Copying results/ and memento_data/ to these destinations is needed, else the execution will fail. After copying the files, the training and fine-tuning phase is ready to be initiated.

NOTE: If you are using the Docker image for NTT training, you will need to generate the pre-training data inside the Docker containers provided by memento-ns3-for-NTT. Following which, the results/ folder must be copied inside the ntt-docker container, into the same directories as mentioned above. This can be done with docker cp. Our Docker image doesn't support GPUs (yet), so feel free to modify the Dockerfile to include CUDA support, or run with CPUs for now.

Training and fine-tuning:

We need GPUs to run the training and fine-tuning, and this documentation only covers the steps to run on the TIK SLURM cluster. If running on other clusters, the setup might have to be modified a little. We provide a self-contained run script run.sh, in which you can uncomment out the job you want to run. Now you can just execute:

$ sbatch run.sh 

Reproduce the plots:

The specific log folders generated after a pre-training or fine-tuning job, must be copied with the EXACT same names, into a logs directories relative to the plot_losses.py or mct_test_plots.py files, as displayed in the .py files. Following that, the plots can be generated as simply as:

$ python mct_test_plots.py
$ python plot_losses.py

Comments:

  • SBATCH commands in run.sh might need to be changed as per memory or GPU requirements.
  • For running the ARIMA baselines, GPUs are not needed.
  • On the TIK SLURM cluster, sometimes there is the following error OSError: [Errno 12] Cannot allocate memory. To fix this:
    • Increase the amount of memory for the job to be run or
    • Reduce the num_workers argument in the DataLoader inside the given model's .py file from 4 to 1.
  • To switch to data from different topologies, you only need to change the NUM_BOTTLENECKS global variable in the respective model's .py you are running. Note that not all experiments are meant to be run on all topologies.

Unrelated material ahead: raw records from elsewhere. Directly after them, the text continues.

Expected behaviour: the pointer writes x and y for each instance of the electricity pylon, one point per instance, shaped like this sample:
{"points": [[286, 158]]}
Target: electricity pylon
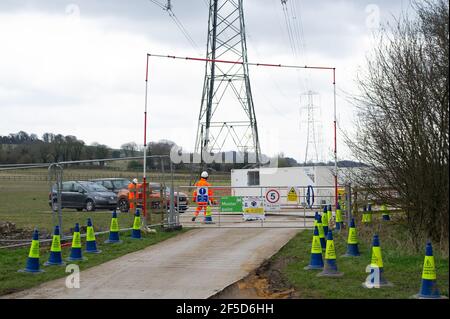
{"points": [[227, 112]]}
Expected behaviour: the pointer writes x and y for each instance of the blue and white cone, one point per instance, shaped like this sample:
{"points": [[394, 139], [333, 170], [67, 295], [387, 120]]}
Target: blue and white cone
{"points": [[352, 241], [75, 249], [338, 217], [325, 216], [429, 288], [376, 277], [323, 242], [316, 261], [55, 258], [32, 265], [113, 230], [136, 231], [330, 267], [91, 243]]}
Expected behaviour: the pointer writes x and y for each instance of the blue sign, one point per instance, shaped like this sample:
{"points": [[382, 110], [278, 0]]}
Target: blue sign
{"points": [[202, 195], [310, 196]]}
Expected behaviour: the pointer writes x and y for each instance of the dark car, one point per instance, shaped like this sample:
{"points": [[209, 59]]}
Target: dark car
{"points": [[179, 198], [83, 195], [113, 184]]}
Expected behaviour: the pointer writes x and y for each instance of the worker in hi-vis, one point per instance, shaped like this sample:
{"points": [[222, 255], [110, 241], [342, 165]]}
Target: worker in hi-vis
{"points": [[202, 200]]}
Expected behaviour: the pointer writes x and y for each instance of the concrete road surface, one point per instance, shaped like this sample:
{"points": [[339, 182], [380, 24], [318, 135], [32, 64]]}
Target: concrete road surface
{"points": [[196, 264]]}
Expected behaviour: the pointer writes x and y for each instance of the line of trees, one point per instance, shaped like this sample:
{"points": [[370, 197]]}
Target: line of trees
{"points": [[403, 125]]}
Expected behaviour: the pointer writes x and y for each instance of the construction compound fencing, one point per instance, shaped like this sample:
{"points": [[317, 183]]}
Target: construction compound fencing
{"points": [[256, 206], [159, 210]]}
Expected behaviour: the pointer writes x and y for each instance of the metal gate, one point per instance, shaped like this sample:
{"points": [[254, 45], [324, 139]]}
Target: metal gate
{"points": [[256, 206]]}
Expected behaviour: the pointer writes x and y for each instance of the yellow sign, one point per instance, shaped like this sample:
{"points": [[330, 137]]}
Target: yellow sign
{"points": [[338, 216], [114, 225], [90, 236], [56, 243], [330, 252], [320, 228], [316, 248], [34, 250], [76, 241], [292, 195], [137, 223], [325, 220], [429, 270], [352, 237], [377, 260]]}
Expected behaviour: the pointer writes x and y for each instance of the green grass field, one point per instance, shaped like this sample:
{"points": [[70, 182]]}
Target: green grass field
{"points": [[403, 267], [11, 260], [24, 197]]}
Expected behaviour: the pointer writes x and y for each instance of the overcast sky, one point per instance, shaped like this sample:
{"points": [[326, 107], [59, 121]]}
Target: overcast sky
{"points": [[78, 68]]}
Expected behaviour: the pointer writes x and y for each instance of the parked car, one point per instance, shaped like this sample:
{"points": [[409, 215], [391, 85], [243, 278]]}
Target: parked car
{"points": [[124, 205], [113, 184], [83, 195]]}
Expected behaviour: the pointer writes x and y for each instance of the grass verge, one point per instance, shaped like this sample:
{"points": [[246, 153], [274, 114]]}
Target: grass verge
{"points": [[402, 266], [11, 260]]}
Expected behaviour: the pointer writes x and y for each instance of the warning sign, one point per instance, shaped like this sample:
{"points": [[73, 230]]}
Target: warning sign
{"points": [[316, 247], [272, 200], [253, 207], [429, 270], [330, 252], [292, 195]]}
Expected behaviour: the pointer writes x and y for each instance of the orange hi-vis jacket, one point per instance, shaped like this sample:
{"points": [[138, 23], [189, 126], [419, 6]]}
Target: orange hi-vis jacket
{"points": [[203, 182], [135, 190]]}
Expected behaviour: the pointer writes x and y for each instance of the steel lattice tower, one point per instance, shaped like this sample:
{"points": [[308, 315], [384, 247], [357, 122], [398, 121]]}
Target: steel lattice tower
{"points": [[313, 136], [226, 90]]}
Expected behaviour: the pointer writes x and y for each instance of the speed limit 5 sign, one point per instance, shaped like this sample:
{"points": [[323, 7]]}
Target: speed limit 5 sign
{"points": [[271, 200]]}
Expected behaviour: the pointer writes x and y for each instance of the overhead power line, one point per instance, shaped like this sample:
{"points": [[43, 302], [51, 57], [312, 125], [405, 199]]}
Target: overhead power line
{"points": [[168, 7]]}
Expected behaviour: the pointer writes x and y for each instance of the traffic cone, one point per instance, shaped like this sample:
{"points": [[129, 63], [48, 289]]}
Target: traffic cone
{"points": [[75, 249], [318, 223], [376, 278], [316, 261], [385, 213], [330, 268], [325, 220], [136, 231], [364, 216], [55, 257], [208, 216], [33, 255], [113, 230], [91, 243], [429, 289], [369, 213], [352, 241], [338, 217], [330, 214]]}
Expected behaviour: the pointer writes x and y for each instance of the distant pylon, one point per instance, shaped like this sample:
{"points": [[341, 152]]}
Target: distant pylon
{"points": [[227, 112]]}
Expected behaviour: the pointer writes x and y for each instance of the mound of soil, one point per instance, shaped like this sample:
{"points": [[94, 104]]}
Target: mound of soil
{"points": [[264, 282]]}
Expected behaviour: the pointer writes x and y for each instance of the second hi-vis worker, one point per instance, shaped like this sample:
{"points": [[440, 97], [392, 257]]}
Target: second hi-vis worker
{"points": [[202, 201]]}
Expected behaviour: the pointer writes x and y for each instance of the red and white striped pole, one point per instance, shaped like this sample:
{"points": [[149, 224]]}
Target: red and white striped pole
{"points": [[333, 69]]}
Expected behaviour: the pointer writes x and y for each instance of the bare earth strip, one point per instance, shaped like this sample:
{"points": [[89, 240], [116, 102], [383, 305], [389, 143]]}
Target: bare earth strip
{"points": [[196, 264]]}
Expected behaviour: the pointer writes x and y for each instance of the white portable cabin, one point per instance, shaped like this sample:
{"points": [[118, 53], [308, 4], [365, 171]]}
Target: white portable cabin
{"points": [[255, 182]]}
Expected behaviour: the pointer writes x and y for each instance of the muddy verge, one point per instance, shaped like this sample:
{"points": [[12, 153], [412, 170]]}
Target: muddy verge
{"points": [[266, 282]]}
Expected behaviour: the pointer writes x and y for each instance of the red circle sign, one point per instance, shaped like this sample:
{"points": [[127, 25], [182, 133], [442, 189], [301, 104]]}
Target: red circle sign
{"points": [[272, 196]]}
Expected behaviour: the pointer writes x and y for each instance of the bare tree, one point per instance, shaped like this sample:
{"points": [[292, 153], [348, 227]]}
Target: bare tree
{"points": [[403, 120]]}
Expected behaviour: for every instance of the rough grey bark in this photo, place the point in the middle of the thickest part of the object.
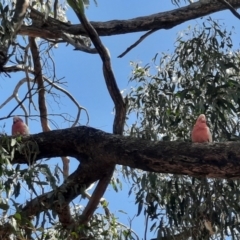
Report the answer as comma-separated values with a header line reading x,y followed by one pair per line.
x,y
94,147
52,28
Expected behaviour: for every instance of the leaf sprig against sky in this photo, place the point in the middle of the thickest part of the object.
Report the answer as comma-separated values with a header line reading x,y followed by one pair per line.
x,y
201,76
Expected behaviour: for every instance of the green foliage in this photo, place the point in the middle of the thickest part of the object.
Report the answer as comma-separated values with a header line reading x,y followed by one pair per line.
x,y
201,76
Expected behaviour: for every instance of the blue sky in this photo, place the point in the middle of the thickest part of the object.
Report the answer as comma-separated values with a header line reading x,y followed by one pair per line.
x,y
84,79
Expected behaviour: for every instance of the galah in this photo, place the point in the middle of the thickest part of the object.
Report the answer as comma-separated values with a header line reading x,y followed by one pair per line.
x,y
19,127
201,132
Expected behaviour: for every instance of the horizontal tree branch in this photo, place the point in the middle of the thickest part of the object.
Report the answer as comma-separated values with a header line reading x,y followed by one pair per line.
x,y
97,148
53,28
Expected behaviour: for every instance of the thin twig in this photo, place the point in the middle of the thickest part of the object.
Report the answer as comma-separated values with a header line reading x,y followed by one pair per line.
x,y
231,8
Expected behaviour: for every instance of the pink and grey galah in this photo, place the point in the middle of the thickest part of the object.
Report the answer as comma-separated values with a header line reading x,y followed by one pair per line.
x,y
201,132
19,127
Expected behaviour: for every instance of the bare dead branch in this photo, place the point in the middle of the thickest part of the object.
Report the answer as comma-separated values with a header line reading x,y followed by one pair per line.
x,y
215,160
77,45
40,84
17,68
53,28
137,42
120,115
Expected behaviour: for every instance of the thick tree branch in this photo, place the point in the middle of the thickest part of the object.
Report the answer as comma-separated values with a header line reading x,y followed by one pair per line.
x,y
53,28
63,213
91,146
120,108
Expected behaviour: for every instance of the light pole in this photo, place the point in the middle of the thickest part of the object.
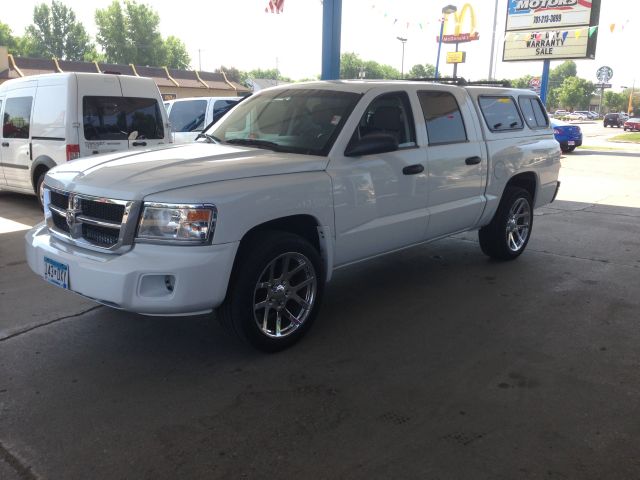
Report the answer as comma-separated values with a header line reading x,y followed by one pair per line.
x,y
445,11
403,40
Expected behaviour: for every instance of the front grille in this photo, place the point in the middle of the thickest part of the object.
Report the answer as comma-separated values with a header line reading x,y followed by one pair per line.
x,y
100,236
109,212
61,223
89,221
60,200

For details on which topology is used for which experiment, refer to thesis.pdf
  • Checkpoints will automatically be saved in the respective log folders for every job (refer to the particular model's .py to see specific names). It is advisable to copy the .ckpt files into a new folder named checkpoints/, in order to initialise from the trained weights and not lose any work. This relative path checkpoints/*.ckpt can replaced in the appropriate .py file. Every fine-tuning .py file has a global variable PRETRAINED which can be set to True if you want to initialize from the saved weights, or False if fine-tuning must be done from scratch .
  • Different models have different instances of linear layers, and if you want to initialize fine-tuning from a checkpoint, you must ensure that the pre-training process had the same model architecture, else PyTorch model loading will fail. After initialization with the same architecture, the layers can be changed as per required. As a quick map,
  • The TRAIN global variable in the .py files is used to decide whether to train on the training data, or just test on the testing data.
  • The trainer API from PyTorch lightning (present in the all of the Transformer .py files) is used to select multiple GPUs using the strategy argument. Possible options are
    • dp : Data Parallel, this works always on the TIK SLURM cluster.
    • ddp : Distributed Data Parallel, this only works sometimes and we haven't used this. To run ddp jobs, modify the run.sh file, to include an srun command prior to the python command.
  • To save files, sometimes you might have to modify the directory and file names in the code, as needed on your machine. As this is not an end-to-end software, somtimes it is not possible to create a generic file saving system across multiple experiments.